第一次踩着银杏叶走进颐和园路5号时,我还不知道这个门牌会成为我与世界对话的起点。那年秋天,未名湖畔的垂柳还带着绿意,博雅塔的影子斜斜地映在湖面,而我手里攥着刚领到的学生证,正站在北京大学外国语学院的公告栏前,盯着那张招募兼职翻译的启事发呆。那时的我不会想到,接下来的五年里,这个地址会见证我从青涩的语言学习者,变成能在国际学术会议上从容传译的译者。

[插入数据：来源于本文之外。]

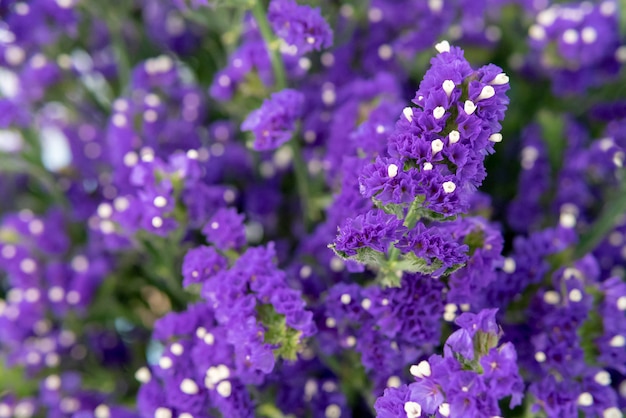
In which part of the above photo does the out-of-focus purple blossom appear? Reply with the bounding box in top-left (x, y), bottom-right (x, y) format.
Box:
top-left (267, 0), bottom-right (333, 55)
top-left (241, 89), bottom-right (304, 151)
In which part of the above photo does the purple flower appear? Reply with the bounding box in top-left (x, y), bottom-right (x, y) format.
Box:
top-left (335, 210), bottom-right (402, 256)
top-left (268, 0), bottom-right (333, 55)
top-left (241, 89), bottom-right (304, 151)
top-left (202, 208), bottom-right (246, 251)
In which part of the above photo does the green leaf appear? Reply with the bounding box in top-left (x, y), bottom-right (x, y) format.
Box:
top-left (257, 304), bottom-right (302, 360)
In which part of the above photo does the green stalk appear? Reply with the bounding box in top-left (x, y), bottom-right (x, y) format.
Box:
top-left (252, 0), bottom-right (318, 230)
top-left (573, 173), bottom-right (626, 260)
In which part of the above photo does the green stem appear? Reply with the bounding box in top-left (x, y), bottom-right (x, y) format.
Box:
top-left (252, 0), bottom-right (287, 90)
top-left (252, 0), bottom-right (318, 229)
top-left (574, 175), bottom-right (626, 260)
top-left (289, 135), bottom-right (318, 230)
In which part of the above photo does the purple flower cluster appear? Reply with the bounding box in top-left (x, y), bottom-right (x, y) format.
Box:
top-left (374, 310), bottom-right (523, 418)
top-left (0, 0), bottom-right (626, 418)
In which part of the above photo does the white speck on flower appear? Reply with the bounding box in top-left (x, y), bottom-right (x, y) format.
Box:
top-left (97, 202), bottom-right (113, 219)
top-left (59, 397), bottom-right (80, 414)
top-left (48, 286), bottom-right (65, 302)
top-left (593, 370), bottom-right (611, 386)
top-left (367, 7), bottom-right (383, 23)
top-left (93, 404), bottom-right (111, 418)
top-left (528, 25), bottom-right (546, 41)
top-left (615, 45), bottom-right (626, 63)
top-left (217, 380), bottom-right (233, 398)
top-left (442, 181), bottom-right (456, 193)
top-left (152, 196), bottom-right (167, 208)
top-left (320, 52), bottom-right (335, 67)
top-left (20, 258), bottom-right (37, 274)
top-left (543, 290), bottom-right (561, 305)
top-left (180, 379), bottom-right (199, 395)
top-left (489, 133), bottom-right (502, 143)
top-left (135, 367), bottom-right (152, 383)
top-left (0, 244), bottom-right (17, 260)
top-left (4, 45), bottom-right (26, 65)
top-left (609, 335), bottom-right (626, 348)
top-left (152, 216), bottom-right (163, 228)
top-left (578, 392), bottom-right (593, 406)
top-left (387, 164), bottom-right (398, 178)
top-left (44, 374), bottom-right (61, 390)
top-left (563, 29), bottom-right (578, 45)
top-left (111, 113), bottom-right (128, 128)
top-left (346, 335), bottom-right (356, 347)
top-left (580, 26), bottom-right (598, 44)
top-left (600, 0), bottom-right (615, 16)
top-left (602, 406), bottom-right (624, 418)
top-left (154, 407), bottom-right (172, 418)
top-left (476, 86), bottom-right (496, 101)
top-left (324, 404), bottom-right (341, 418)
top-left (435, 41), bottom-right (450, 54)
top-left (170, 343), bottom-right (185, 356)
top-left (378, 44), bottom-right (393, 61)
top-left (430, 139), bottom-right (443, 155)
top-left (569, 289), bottom-right (583, 302)
top-left (304, 379), bottom-right (318, 402)
top-left (387, 376), bottom-right (402, 388)
top-left (159, 357), bottom-right (174, 370)
top-left (441, 80), bottom-right (456, 97)
top-left (298, 57), bottom-right (311, 71)
top-left (404, 401), bottom-right (422, 418)
top-left (463, 100), bottom-right (476, 115)
top-left (409, 360), bottom-right (431, 379)
top-left (489, 73), bottom-right (509, 86)
top-left (428, 0), bottom-right (443, 13)
top-left (402, 107), bottom-right (413, 122)
top-left (559, 212), bottom-right (576, 228)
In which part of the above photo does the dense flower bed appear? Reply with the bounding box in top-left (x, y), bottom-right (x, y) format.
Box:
top-left (0, 0), bottom-right (626, 418)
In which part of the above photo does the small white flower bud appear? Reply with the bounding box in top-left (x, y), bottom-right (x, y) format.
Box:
top-left (443, 181), bottom-right (456, 193)
top-left (404, 401), bottom-right (422, 418)
top-left (463, 100), bottom-right (476, 115)
top-left (430, 139), bottom-right (443, 155)
top-left (402, 107), bottom-right (413, 122)
top-left (442, 80), bottom-right (456, 97)
top-left (387, 164), bottom-right (398, 178)
top-left (578, 392), bottom-right (593, 406)
top-left (609, 335), bottom-right (626, 348)
top-left (489, 133), bottom-right (502, 143)
top-left (435, 41), bottom-right (450, 54)
top-left (180, 379), bottom-right (199, 395)
top-left (409, 360), bottom-right (431, 379)
top-left (489, 73), bottom-right (509, 86)
top-left (476, 86), bottom-right (496, 101)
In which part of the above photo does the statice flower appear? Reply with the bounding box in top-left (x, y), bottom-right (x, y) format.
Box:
top-left (528, 0), bottom-right (620, 95)
top-left (267, 0), bottom-right (333, 55)
top-left (374, 310), bottom-right (523, 418)
top-left (241, 89), bottom-right (304, 151)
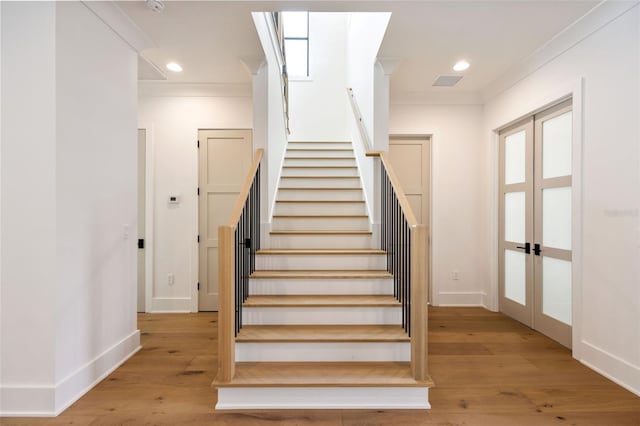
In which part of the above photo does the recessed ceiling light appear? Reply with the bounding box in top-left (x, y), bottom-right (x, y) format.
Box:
top-left (167, 62), bottom-right (182, 72)
top-left (453, 61), bottom-right (469, 71)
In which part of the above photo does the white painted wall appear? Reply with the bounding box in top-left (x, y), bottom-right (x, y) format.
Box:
top-left (0, 3), bottom-right (139, 415)
top-left (482, 4), bottom-right (640, 395)
top-left (289, 13), bottom-right (349, 141)
top-left (389, 103), bottom-right (489, 306)
top-left (0, 2), bottom-right (57, 413)
top-left (138, 90), bottom-right (253, 312)
top-left (253, 12), bottom-right (291, 223)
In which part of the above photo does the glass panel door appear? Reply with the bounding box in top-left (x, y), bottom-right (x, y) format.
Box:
top-left (499, 118), bottom-right (534, 327)
top-left (534, 101), bottom-right (573, 348)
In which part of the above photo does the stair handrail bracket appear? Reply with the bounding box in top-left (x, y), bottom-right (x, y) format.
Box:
top-left (215, 149), bottom-right (264, 383)
top-left (378, 152), bottom-right (430, 382)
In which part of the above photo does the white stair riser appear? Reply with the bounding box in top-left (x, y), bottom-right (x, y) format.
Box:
top-left (271, 217), bottom-right (369, 231)
top-left (274, 202), bottom-right (367, 215)
top-left (249, 278), bottom-right (393, 295)
top-left (280, 176), bottom-right (362, 188)
top-left (282, 167), bottom-right (358, 176)
top-left (236, 342), bottom-right (411, 362)
top-left (278, 189), bottom-right (364, 201)
top-left (270, 234), bottom-right (376, 249)
top-left (216, 386), bottom-right (431, 410)
top-left (242, 306), bottom-right (402, 325)
top-left (284, 158), bottom-right (356, 167)
top-left (256, 254), bottom-right (387, 271)
top-left (286, 148), bottom-right (353, 158)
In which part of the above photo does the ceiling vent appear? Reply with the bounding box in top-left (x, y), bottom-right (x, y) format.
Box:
top-left (433, 75), bottom-right (462, 87)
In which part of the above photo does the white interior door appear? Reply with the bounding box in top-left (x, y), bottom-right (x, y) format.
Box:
top-left (533, 101), bottom-right (573, 348)
top-left (389, 136), bottom-right (431, 301)
top-left (198, 130), bottom-right (253, 311)
top-left (138, 129), bottom-right (147, 312)
top-left (498, 101), bottom-right (572, 347)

记得第一次接到翻译任务是在一个飘着细雨的春日。系里的教授交给我一份关于古典园林保护的英文文献,要求三天内完成。抱着厚厚的词典在图书馆泡了两个通宵,当我把译稿交给教授时,手指还在因为反复敲击键盘而微微发麻。教授逐页翻看时,我紧张得手心冒汗,直到他指着其中一段说"这里把'借景'译为'borrowed scenery'很传神",我才松了口气。那天走出图书馆,发现雨已经停了,夕阳给红楼的飞檐镀上了一层金边,我突然明白,翻译不只是语言的转换,更是文化的桥梁。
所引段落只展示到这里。